In spite of fierce Democratic opposition, which was intensified by Tuesday night’s silencing of Senator Elizabeth Warren, Senator Jeff Sessions was confirmed to be attorney general on Wednesday night. The vote was 52 to 47, with Senator Joe Manchin casting the one Democratic vote in support of Sessions. The Alabama senator voted “present” on his own nomination.
For weeks, Democrats argued that Sessions, who was denied a federal judgeship in 1986 amid accusations of racism, would not uphold civil and voting rights for African-Americans. They also criticized his stance on immigration, women’s rights, and LGBT rights. Senator Cory Booker made history by testifying against his colleague during Sessions’s confirmation hearing.
“His record raises doubts about whether he can be a champion for those who need this office most and it also raises doubts about whether he can curb unlawful overreach” by President Trump, said Senator Tim Kaine.
As Democrats came to Warren’s defense, with several reading the Coretta Scott King letter that led to Republicans barring the Massachusetts senator from the debate, Republicans said Sessions had been mistreated throughout the confirmation process.
“He’s honest. He’s fair.
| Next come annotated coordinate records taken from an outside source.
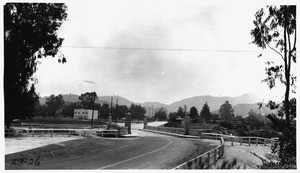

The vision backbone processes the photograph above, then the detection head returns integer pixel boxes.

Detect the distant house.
[74,109,98,119]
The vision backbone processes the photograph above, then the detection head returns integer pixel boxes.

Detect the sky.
[34,0,292,104]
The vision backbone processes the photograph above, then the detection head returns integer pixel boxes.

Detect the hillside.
[167,94,268,112]
[40,94,272,117]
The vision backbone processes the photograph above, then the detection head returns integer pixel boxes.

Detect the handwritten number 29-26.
[11,156,41,166]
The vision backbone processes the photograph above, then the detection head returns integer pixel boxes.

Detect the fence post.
[214,149,217,166]
[207,152,210,168]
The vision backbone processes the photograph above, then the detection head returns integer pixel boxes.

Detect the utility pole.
[110,97,113,117]
[151,105,154,117]
[115,96,119,124]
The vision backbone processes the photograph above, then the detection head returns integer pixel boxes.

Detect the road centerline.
[98,137,173,169]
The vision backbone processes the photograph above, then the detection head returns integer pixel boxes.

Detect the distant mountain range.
[40,94,273,117]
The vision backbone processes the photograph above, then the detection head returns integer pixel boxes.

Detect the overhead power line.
[62,46,270,52]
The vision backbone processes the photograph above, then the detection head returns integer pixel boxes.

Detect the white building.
[74,109,98,119]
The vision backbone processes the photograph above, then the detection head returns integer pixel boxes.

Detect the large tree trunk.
[284,26,291,127]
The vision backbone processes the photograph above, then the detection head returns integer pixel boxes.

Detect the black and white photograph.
[0,0,299,172]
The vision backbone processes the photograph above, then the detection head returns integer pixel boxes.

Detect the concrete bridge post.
[125,113,131,134]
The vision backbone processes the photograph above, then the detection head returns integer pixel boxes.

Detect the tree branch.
[287,33,292,73]
[292,29,297,51]
[267,43,284,61]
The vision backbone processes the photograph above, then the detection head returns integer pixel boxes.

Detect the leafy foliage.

He’s been a friend to many of us, on both sides of the aisle,” Majority Leader Mitch McConnell said. “It’s been tough to watch all this good man has been put through in recent weeks. This is a well-qualified colleague with a deep reverence for the law. He believes strongly in the equal application of it to everyone.”
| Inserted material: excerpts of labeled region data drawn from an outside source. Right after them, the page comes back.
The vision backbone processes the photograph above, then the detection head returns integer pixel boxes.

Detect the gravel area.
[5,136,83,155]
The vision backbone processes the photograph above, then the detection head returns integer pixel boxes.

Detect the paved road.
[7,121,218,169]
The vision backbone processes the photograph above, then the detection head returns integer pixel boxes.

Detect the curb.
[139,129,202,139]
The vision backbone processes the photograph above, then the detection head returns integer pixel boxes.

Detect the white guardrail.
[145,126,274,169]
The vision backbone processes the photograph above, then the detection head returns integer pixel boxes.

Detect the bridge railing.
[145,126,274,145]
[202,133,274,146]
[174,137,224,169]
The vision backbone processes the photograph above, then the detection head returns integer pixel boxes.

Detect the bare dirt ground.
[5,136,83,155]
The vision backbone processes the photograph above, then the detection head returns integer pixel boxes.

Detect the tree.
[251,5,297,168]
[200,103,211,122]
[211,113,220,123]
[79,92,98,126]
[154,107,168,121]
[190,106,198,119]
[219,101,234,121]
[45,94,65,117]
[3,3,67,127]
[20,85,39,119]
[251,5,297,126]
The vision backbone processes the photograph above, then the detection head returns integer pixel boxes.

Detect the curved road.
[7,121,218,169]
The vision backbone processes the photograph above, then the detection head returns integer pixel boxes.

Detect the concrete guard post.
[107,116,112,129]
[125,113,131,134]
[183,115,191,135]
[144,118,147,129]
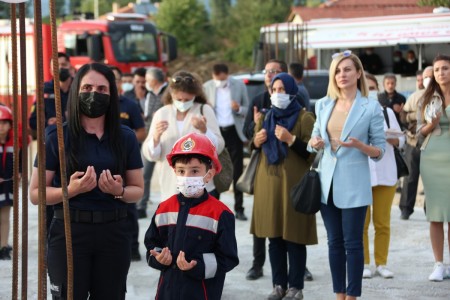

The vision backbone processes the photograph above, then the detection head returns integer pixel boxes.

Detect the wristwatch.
[114,186,125,199]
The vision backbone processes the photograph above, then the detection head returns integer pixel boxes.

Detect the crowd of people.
[0,49,450,300]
Tim Scott, the chamber’s only African-American Republican, defended Sessions on the Senate floor, saying he had “earned my support.” Scott read messages he received on social media accusing him of letting black people down by standing behind Sessions. “I left out all the ones that used the ‘n-word,’” he said, noting that the complaints weren’t that unusual. “If you sign up to be a black conservative, the chances are very high you will be attacked. It comes with the territory,” Scott explained.
In a speech following the vote, Sessions acknowledged the “heated debate” and said he hopes members of the Senate can find common ground going forward. “Denigrating people who disagree with us is not a healthy trend for our body,” he said.
But Democrats said they have no intention of holding back on the Trump administration. Just after Wednesday night’s vote, Warren tweeted that she’s “deeply disappointed” by Sessions’s confirmation, and vowed that she and other Democrats will speak out if the attorney general violates the law.
This post was updated to include Warren’s response.